On s’habitue à tout, même à l’inacceptable. À force de voir des tracteurs sur les routes, on finit par croire que c’est “normal”. Non : c’est un signal d’alarme. La crise agricole n’est pas une humeur, c’est une fracture. Et elle nous oblige à regarder la réalité en face : un pays peut-il encore se dire solide quand ceux qui le nourrissent peinent à vivre de leur travail ?
En loge, la pierre brute n’est pas un concept abstrait : c’est le réel, rugueux, exigeant, qu’on ne polit pas avec des slogans. Le champ, lui aussi, est pierre brute. Il ne se plie ni aux effets d’annonce, ni aux tableaux Excel. On ne négocie pas avec le gel, on ne débat pas avec la sécheresse, on ne “rattrape” pas une saison perdue par décret. Pourtant, c’est bien ce qu’on attend trop souvent : produire plus propre, plus vite, plus sûr… et toujours moins cher.

Nous demandons aux agriculteurs du bon, du sain, du traçable, du durable.
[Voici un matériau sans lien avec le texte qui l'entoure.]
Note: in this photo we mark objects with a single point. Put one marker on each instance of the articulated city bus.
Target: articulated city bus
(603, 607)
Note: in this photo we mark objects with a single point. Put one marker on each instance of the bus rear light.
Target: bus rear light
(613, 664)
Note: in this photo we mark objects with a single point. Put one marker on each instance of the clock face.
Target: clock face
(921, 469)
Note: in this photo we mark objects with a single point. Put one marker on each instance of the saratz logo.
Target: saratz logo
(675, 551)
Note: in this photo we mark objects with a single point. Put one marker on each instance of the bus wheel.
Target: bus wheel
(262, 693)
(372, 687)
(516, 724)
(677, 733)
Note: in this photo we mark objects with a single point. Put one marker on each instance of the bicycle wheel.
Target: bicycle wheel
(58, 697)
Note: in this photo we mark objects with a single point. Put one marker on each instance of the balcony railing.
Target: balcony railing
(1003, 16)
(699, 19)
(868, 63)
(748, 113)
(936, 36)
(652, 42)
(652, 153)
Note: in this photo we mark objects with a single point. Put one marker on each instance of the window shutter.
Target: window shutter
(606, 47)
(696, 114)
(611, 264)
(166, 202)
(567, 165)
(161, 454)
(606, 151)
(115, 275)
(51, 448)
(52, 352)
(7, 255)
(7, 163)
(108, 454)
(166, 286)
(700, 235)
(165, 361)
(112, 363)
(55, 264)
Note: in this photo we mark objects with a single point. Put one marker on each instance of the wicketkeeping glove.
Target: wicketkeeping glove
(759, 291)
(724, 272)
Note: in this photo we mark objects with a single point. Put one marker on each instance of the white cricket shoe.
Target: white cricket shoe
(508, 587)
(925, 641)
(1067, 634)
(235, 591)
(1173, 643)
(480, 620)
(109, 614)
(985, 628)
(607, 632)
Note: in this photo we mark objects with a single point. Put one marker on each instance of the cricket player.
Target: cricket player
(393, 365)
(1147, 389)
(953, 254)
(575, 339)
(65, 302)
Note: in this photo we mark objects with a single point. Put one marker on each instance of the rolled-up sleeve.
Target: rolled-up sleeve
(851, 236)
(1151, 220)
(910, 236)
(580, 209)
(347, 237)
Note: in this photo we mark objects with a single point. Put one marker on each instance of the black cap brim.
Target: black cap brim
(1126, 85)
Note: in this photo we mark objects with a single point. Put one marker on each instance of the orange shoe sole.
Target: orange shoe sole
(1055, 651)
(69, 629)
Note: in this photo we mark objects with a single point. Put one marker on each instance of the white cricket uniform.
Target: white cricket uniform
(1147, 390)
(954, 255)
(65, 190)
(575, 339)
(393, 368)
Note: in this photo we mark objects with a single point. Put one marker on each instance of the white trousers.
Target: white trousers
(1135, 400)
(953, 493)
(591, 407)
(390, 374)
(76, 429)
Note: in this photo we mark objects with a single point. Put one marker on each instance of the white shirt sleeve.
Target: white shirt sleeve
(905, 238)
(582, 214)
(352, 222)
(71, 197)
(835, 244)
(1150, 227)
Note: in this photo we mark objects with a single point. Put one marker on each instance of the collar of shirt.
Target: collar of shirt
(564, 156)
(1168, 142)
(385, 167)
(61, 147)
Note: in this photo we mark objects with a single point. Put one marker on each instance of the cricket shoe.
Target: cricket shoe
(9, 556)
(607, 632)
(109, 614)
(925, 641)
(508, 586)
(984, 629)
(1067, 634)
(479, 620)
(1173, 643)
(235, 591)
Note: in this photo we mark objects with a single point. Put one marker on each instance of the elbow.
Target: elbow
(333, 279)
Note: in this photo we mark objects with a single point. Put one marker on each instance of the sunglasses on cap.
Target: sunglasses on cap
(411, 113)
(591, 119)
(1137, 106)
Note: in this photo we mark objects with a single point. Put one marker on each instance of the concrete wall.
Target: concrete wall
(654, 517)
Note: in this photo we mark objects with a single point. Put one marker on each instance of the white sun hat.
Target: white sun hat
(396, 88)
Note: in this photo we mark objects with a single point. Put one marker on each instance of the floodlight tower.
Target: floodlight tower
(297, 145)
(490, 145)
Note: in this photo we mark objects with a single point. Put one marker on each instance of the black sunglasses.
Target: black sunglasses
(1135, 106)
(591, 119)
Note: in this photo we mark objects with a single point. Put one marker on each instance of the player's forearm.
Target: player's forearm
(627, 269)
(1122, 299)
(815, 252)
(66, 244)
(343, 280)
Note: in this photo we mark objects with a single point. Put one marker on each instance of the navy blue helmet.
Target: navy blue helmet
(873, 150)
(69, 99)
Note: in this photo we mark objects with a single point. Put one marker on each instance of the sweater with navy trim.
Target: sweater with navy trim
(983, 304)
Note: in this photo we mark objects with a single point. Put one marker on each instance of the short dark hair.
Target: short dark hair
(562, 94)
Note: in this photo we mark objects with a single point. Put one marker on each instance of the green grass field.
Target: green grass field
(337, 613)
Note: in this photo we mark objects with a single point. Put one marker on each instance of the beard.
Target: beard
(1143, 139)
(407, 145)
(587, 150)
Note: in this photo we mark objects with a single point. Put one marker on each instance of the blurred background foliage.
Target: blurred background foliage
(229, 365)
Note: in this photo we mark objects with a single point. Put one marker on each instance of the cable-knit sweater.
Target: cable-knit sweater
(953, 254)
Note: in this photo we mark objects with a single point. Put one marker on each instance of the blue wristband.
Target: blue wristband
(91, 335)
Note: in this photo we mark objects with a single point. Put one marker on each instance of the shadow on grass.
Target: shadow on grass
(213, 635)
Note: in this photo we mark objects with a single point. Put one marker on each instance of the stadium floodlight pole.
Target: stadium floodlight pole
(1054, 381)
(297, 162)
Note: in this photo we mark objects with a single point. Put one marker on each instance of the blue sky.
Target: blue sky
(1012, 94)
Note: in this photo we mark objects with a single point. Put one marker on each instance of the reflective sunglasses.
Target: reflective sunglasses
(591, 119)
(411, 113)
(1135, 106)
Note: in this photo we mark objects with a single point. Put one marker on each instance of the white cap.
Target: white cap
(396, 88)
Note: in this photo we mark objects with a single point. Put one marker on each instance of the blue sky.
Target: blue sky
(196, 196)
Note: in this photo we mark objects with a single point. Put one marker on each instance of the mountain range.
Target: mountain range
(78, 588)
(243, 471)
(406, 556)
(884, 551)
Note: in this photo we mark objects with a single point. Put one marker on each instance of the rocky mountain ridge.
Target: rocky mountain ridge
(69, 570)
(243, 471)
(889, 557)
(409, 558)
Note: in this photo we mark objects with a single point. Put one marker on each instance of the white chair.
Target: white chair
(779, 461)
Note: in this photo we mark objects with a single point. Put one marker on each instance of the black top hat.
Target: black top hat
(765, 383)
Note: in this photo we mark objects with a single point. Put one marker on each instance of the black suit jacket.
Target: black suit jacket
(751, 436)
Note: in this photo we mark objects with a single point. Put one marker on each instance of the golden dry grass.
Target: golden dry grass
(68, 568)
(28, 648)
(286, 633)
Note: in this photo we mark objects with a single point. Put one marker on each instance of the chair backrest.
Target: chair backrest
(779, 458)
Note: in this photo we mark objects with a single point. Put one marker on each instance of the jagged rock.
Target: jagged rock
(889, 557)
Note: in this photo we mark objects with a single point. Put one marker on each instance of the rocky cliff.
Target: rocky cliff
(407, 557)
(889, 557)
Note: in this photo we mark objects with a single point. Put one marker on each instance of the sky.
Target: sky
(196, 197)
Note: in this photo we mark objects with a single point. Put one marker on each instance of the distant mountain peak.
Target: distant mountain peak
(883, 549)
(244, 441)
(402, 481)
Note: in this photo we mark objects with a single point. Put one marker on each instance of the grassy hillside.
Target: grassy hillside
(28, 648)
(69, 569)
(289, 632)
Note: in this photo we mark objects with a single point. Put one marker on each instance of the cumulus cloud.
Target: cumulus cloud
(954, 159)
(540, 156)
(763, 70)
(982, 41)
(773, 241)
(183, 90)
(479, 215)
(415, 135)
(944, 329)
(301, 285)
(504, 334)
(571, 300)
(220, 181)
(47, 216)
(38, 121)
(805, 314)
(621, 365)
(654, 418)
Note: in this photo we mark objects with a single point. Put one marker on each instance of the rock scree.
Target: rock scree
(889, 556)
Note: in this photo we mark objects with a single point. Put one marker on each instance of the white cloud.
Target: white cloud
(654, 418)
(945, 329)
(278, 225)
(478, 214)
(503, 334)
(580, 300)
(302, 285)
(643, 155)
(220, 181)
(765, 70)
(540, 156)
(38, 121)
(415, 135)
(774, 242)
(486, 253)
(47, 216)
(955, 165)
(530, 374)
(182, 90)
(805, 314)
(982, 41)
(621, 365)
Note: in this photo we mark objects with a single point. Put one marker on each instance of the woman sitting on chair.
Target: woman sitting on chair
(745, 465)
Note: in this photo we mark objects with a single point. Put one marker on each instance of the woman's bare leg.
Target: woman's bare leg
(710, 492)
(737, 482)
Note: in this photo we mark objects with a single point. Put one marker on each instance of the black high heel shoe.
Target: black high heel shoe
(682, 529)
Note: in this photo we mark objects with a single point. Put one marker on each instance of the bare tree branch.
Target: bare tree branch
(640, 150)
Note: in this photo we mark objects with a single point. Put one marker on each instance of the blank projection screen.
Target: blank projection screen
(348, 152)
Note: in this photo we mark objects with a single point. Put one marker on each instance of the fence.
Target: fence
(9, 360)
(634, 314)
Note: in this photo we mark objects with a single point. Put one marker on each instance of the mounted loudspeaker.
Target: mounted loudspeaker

Puis nous acceptons un système qui compresse les prix, brouille les marges, et met en concurrence le travail du vivant avec des importations qui ne jouent pas toujours avec les mêmes règles. Résultat : la chaîne se tend entre le champ et la table, jusqu’à casser. Et quand le lien casse, il ne reste plus que la colère pour être entendu.
Le pire, c’est l’hypocrisie tranquille : applaudir “nos agriculteurs” tout en organisant leur épuisement. Exiger la transition sans donner les moyens. Réclamer la qualité, puis célébrer la promotion qui écrase le producteur. Il y a là une contradiction morale. La Franc-Maçonnerie parle de Justice et de Mesure : on ne peut pas demander l’excellence et payer l’indignité.
Alors, que faire — sans grands discours ?
- Dire la vérité : la qualité a un coût, la transition aussi.
- Exiger la justice : un prix juste n’est pas un luxe, c’est la base.
- Pratiquer la fraternité : retisser le lien, localement, concrètement, durablement.
Car un pays qui laisse tomber ceux qui le nourrissent prépare sa propre faim — pas seulement de pain, mais de sens.